EULA

BEFORE MAKING A PURCHASE OF A DIGITAL DOWNLOAD (PRODUCT) FROM OUR WEBSITE, PLEASE ENSURE TO CAREFULLY REVIEW THESE LICENSE TERMS.

END USER LICENSE AGREEMENT FOR EMINENCE IMPULSE RESPONSES

This End User License Agreement ("Agreement") is a legal contract between you (the "User") and Eminence Speaker, LLC ("Eminence"), a company based in the state of Kentucky, United States, and is made effective upon your acceptance of this Agreement.

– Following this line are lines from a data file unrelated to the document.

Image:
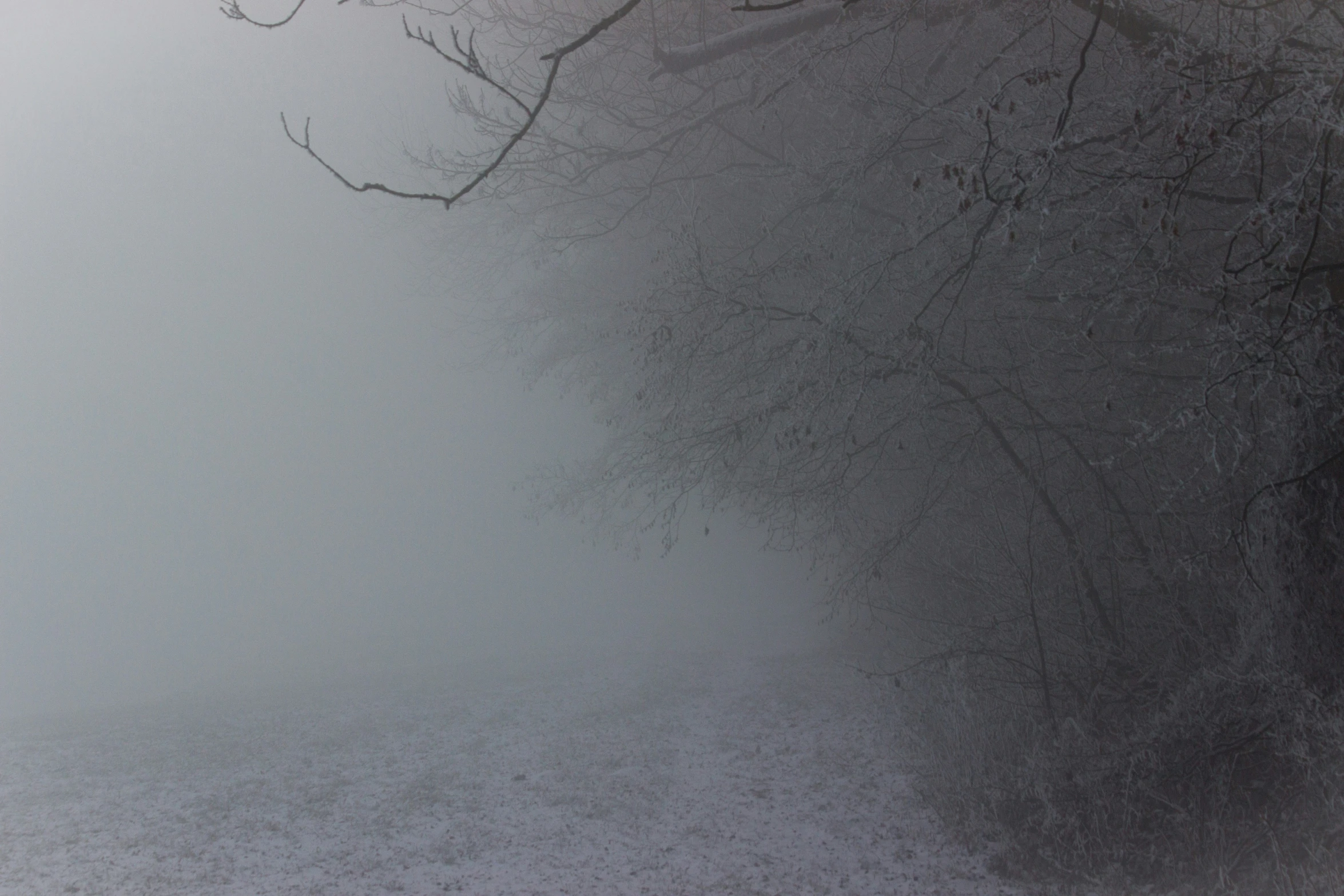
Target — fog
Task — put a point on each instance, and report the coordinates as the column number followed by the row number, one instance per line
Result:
column 244, row 444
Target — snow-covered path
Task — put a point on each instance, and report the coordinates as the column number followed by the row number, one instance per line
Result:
column 690, row 775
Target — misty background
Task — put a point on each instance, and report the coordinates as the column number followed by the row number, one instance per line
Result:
column 244, row 441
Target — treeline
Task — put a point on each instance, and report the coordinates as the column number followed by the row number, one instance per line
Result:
column 1023, row 318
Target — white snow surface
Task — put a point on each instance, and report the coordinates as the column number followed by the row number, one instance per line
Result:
column 693, row 774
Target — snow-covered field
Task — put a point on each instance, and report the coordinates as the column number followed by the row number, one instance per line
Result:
column 694, row 774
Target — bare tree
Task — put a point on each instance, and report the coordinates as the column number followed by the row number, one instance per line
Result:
column 1032, row 302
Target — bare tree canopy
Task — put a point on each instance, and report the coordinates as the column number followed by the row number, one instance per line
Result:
column 1023, row 317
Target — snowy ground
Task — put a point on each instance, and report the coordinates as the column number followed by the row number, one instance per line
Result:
column 690, row 775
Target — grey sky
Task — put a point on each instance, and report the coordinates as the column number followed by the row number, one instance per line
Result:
column 237, row 440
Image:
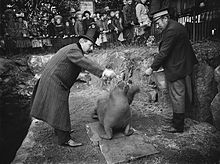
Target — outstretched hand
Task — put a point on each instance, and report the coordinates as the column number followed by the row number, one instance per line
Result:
column 108, row 73
column 149, row 71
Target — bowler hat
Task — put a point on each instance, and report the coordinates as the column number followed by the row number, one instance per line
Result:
column 90, row 35
column 159, row 13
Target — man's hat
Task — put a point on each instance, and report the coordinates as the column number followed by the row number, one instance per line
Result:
column 90, row 35
column 58, row 17
column 159, row 13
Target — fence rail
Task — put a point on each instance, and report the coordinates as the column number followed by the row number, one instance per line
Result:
column 202, row 26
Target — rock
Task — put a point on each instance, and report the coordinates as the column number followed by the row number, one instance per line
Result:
column 217, row 74
column 215, row 107
column 204, row 92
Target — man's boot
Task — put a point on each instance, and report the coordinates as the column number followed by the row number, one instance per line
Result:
column 169, row 120
column 178, row 124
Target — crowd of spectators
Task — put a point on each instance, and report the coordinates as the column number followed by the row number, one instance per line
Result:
column 113, row 26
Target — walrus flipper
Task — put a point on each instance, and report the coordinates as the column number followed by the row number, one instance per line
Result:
column 128, row 130
column 108, row 133
column 131, row 92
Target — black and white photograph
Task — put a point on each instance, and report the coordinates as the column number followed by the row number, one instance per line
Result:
column 109, row 81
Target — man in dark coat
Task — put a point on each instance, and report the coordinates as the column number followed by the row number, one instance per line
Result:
column 177, row 58
column 50, row 96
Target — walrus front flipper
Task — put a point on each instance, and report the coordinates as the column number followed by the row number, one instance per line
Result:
column 128, row 130
column 131, row 92
column 109, row 133
column 94, row 114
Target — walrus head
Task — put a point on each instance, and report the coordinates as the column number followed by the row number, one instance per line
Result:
column 123, row 86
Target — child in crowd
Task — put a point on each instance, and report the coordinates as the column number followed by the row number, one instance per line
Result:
column 112, row 28
column 118, row 24
column 67, row 29
column 103, row 26
column 87, row 20
column 72, row 25
column 79, row 30
column 59, row 28
column 51, row 28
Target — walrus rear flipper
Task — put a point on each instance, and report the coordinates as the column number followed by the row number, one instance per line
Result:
column 131, row 92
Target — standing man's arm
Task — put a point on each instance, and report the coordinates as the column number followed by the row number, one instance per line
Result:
column 166, row 47
column 76, row 56
column 168, row 41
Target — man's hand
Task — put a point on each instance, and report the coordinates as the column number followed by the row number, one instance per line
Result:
column 149, row 71
column 108, row 73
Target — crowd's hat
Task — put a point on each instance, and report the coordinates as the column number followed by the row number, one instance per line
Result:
column 86, row 12
column 20, row 15
column 58, row 17
column 157, row 14
column 90, row 35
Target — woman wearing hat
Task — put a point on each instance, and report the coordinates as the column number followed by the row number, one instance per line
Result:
column 50, row 96
column 177, row 58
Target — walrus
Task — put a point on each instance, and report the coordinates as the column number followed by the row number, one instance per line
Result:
column 113, row 111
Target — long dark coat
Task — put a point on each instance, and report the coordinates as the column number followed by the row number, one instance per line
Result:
column 176, row 54
column 50, row 103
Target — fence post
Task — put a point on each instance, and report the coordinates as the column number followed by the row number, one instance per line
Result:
column 194, row 26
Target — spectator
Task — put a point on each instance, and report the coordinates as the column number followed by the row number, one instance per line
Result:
column 87, row 20
column 72, row 26
column 118, row 23
column 103, row 28
column 79, row 30
column 59, row 28
column 44, row 27
column 22, row 29
column 177, row 58
column 51, row 28
column 34, row 27
column 142, row 13
column 51, row 93
column 129, row 16
column 67, row 29
column 112, row 28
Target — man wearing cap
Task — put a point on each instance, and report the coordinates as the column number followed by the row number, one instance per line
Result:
column 51, row 93
column 177, row 58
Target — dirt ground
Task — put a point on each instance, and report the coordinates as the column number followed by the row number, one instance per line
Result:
column 197, row 145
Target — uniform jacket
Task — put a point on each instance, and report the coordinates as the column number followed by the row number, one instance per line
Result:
column 176, row 54
column 50, row 102
column 79, row 30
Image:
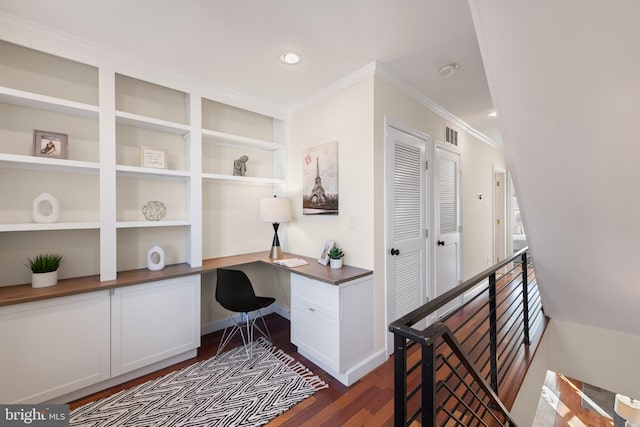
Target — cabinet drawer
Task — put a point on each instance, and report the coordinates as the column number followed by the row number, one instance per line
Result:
column 318, row 295
column 317, row 335
column 53, row 347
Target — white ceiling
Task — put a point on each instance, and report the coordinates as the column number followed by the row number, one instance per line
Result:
column 236, row 43
column 570, row 102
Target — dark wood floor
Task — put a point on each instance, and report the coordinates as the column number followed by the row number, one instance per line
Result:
column 566, row 401
column 368, row 402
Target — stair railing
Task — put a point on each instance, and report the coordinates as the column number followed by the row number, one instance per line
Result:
column 449, row 372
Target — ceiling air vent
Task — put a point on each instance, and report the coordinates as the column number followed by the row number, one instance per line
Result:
column 450, row 135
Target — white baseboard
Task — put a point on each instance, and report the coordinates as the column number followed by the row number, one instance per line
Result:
column 103, row 385
column 350, row 376
column 220, row 324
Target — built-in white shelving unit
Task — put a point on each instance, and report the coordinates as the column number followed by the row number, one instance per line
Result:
column 102, row 186
column 43, row 102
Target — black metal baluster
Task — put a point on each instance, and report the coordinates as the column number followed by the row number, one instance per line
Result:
column 400, row 380
column 428, row 384
column 493, row 332
column 525, row 299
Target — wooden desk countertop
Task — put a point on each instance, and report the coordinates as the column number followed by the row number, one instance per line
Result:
column 25, row 293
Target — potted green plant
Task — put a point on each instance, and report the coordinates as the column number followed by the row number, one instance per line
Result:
column 44, row 269
column 336, row 254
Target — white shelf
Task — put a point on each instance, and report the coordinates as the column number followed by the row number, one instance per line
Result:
column 47, row 227
column 241, row 179
column 137, row 171
column 48, row 103
column 130, row 119
column 147, row 224
column 234, row 140
column 48, row 164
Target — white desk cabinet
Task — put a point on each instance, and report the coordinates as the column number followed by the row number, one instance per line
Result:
column 54, row 346
column 79, row 344
column 332, row 325
column 154, row 321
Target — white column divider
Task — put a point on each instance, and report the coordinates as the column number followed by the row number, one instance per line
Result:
column 195, row 184
column 107, row 126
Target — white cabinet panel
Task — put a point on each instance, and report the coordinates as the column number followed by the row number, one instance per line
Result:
column 332, row 325
column 316, row 333
column 53, row 347
column 154, row 321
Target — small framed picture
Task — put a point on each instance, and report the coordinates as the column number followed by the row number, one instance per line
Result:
column 324, row 256
column 50, row 144
column 151, row 157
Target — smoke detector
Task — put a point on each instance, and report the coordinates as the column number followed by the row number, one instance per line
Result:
column 448, row 69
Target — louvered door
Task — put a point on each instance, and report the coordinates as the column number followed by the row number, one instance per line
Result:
column 447, row 223
column 406, row 226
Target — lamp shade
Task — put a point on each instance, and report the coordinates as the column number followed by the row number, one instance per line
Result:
column 275, row 210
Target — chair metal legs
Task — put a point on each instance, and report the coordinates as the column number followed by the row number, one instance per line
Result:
column 246, row 326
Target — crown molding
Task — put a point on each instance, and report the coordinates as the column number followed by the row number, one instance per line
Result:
column 350, row 79
column 387, row 77
column 375, row 69
column 26, row 33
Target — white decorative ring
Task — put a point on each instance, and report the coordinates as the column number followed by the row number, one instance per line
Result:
column 156, row 252
column 45, row 209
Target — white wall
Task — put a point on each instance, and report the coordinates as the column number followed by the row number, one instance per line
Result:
column 477, row 162
column 347, row 117
column 604, row 358
column 569, row 124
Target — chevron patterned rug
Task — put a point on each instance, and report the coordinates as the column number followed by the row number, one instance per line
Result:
column 226, row 390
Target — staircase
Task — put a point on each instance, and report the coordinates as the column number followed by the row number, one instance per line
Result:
column 465, row 368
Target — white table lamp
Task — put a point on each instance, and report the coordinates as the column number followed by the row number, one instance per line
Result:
column 276, row 211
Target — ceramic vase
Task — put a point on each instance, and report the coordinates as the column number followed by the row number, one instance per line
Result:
column 42, row 280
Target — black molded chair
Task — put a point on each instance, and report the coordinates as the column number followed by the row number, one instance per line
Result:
column 235, row 293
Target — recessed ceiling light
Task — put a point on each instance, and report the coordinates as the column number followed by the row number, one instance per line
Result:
column 290, row 58
column 448, row 69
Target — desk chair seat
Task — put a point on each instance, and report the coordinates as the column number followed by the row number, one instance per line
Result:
column 235, row 293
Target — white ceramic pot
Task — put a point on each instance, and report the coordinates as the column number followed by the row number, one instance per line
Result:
column 42, row 280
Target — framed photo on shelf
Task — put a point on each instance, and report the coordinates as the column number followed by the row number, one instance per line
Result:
column 50, row 144
column 324, row 256
column 151, row 157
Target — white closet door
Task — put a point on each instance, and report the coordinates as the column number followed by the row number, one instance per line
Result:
column 447, row 210
column 406, row 228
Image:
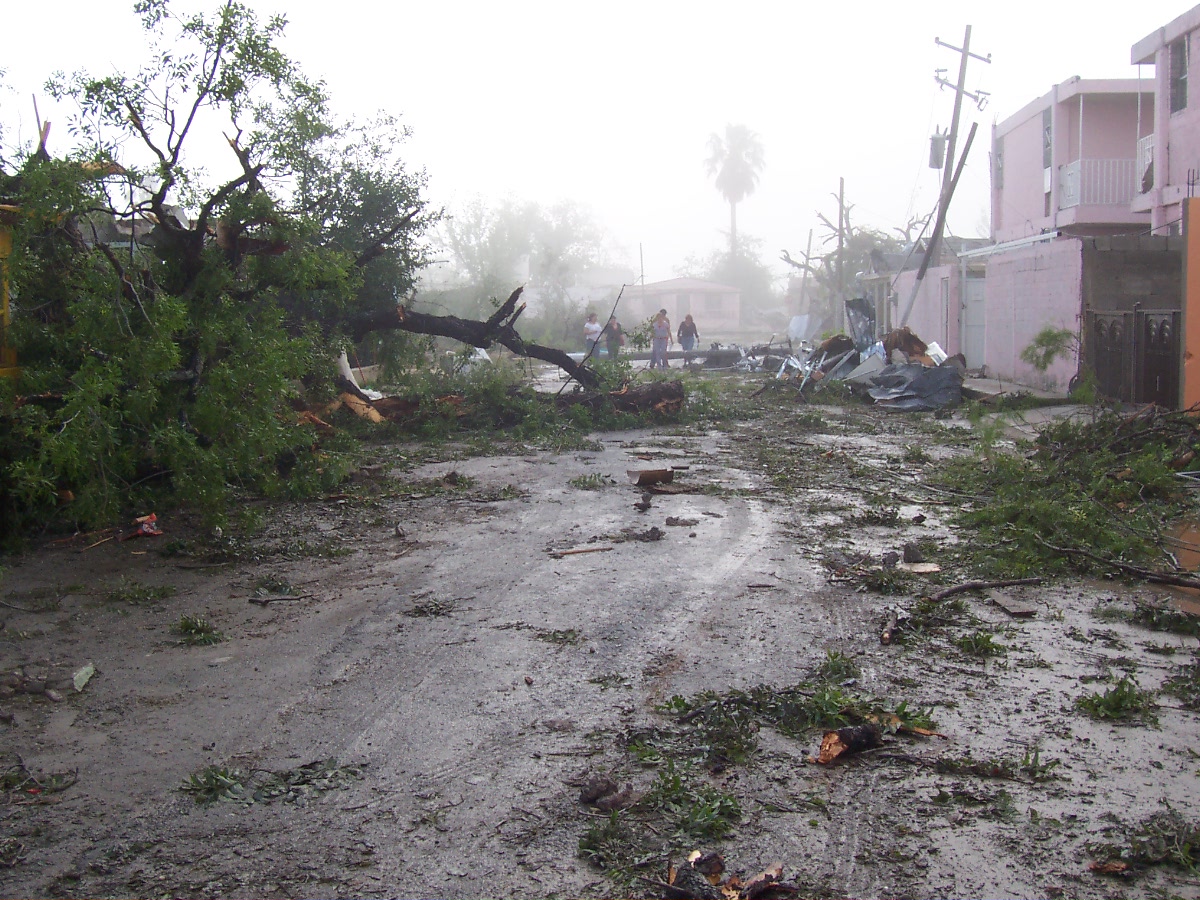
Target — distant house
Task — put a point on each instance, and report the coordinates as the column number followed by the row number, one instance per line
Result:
column 1067, row 250
column 713, row 306
column 1170, row 149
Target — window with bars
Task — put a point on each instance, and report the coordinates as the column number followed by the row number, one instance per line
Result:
column 1047, row 139
column 1179, row 75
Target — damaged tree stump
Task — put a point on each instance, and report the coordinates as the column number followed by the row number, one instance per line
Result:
column 851, row 739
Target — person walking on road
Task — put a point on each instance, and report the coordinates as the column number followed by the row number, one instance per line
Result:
column 688, row 334
column 592, row 335
column 613, row 336
column 660, row 339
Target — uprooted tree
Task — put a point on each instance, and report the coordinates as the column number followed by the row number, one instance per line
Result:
column 167, row 327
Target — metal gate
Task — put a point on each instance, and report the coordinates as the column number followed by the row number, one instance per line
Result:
column 1135, row 355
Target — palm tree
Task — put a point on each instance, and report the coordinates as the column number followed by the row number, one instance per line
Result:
column 737, row 160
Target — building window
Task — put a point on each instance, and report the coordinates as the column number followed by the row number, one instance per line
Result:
column 1047, row 139
column 1179, row 75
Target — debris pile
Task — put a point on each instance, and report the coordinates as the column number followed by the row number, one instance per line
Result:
column 898, row 372
column 703, row 877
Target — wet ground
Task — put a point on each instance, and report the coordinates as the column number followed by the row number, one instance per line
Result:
column 461, row 677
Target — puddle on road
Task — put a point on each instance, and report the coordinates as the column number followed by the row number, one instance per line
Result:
column 1185, row 543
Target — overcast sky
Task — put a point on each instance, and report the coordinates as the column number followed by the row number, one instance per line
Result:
column 611, row 103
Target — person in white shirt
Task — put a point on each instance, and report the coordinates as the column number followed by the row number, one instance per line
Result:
column 592, row 330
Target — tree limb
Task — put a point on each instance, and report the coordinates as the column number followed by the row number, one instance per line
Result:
column 496, row 330
column 381, row 245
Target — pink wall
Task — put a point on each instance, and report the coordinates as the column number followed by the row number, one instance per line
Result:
column 1027, row 289
column 930, row 318
column 1018, row 205
column 1110, row 130
column 1176, row 135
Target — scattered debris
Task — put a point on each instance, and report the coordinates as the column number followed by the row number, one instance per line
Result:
column 1011, row 605
column 597, row 786
column 651, row 477
column 23, row 786
column 653, row 534
column 145, row 526
column 851, row 739
column 83, row 676
column 263, row 600
column 576, row 551
column 982, row 586
column 701, row 879
column 431, row 609
column 889, row 629
column 216, row 784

By accessing, downloading, or using the Impulse Responses ("IRs") provided by Eminence through eminence-digital.com, you acknowledge and agree to be bound by the terms and conditions set forth in this Agreement. If you do not agree to these terms, you must not use the IRs.

1. DEFINITIONS

(a) "Impulse Responses" or "IRs" refers to the digital files and data provided by Eminence, including but not limited to convolution files, speaker cabinet responses, and related documentation.

(b) "User" refers to any individual or entity accessing, downloading, or using the IRs provided by Eminence.

2. LICENSE GRANT

Subject to the terms and conditions of this Agreement, Eminence grants the User a limited, non-exclusive, non-transferable license to use the IRs solely for the User's personal or internal business purposes. This license permits the User to:

(i) Use the IRs for audio recording, mixing, and processing purposes in musical compositions, soundtracks, and audio productions.

(ii) Use the IRs in software applications or hardware devices designed for audio processing and simulation, provided the User's application or device does not directly compete with Eminence's commercial products.

(iii) Use the IRs as part of the User's creative works, such as music compositions, videos, or multimedia projects, with proper attribution to Eminence if publicly released.

3. RESTRICTIONS

The User must comply with the following restrictions:

(i) The User shall not redistribute, sell, lease, sublicense, or transfer the IRs, in whole or in part, to any third party without prior written consent from Eminence.

(ii) The User shall not use the IRs in any manner that infringes upon the intellectual property rights of Eminence or any third party.

(iii) The User shall not use the IRs in any illegal, malicious, or harmful activities or for any purpose that violates applicable laws or regulations.

(iv) The User shall not claim ownership of the IRs or register them as copyrighted works under their own name or any other party's name.

4. INTELLECTUAL PROPERTY

The IRs provided by Eminence are protected by copyright and other intellectual property laws. The User acknowledges that all rights, title, and interest in and to the IRs, including any modifications or derivative works, are owned by Eminence.

5. DISCLAIMER OF WARRANTIES

The IRs are provided on an "as-is" basis without any warranties, express or implied. Eminence disclaims all warranties, including but not limited to the warranties of merchantability, fitness for a particular purpose, and non-infringement. The User assumes all risks and responsibilities associated with the use of the IRs.

6. LIMITATION OF LIABILITY

In no event shall Eminence be liable for any direct, indirect, incidental, special, or consequential damages arising out of or in connection with the use of the IRs or this Agreement, even if Eminence has been advised of the possibility of such damages.

7. GOVERNING LAW AND JURISDICTION

This Agreement shall be governed by and construed in accordance with the laws of the state of Kentucky, United States, without regard to its conflict of laws principles. The User and Eminence agree that any legal action or proceeding arising out of or related to this Agreement shall be brought exclusively in the state or federal courts located in Kentucky, and both parties consent to the jurisdiction of such courts.

8. TERMINATION

Eminence may terminate this Agreement at any time if the User breaches any of the terms and conditions herein. Upon termination, the User must cease all use of the IRs and destroy any copies in their possession.

9. ENTIRE AGREEMENT

This Agreement constitutes the entire understanding between the User and Eminence concerning the subject matter hereof and supersedes all prior and contemporaneous agreements and understandings, whether oral or written.

By accepting this Agreement, the User acknowledges that they have read, understood, and agree to be bound by its terms and conditions.

IN WITNESS WHEREOF, the parties have executed this End User License Agreement as of the date the User accepts the terms of this Agreement.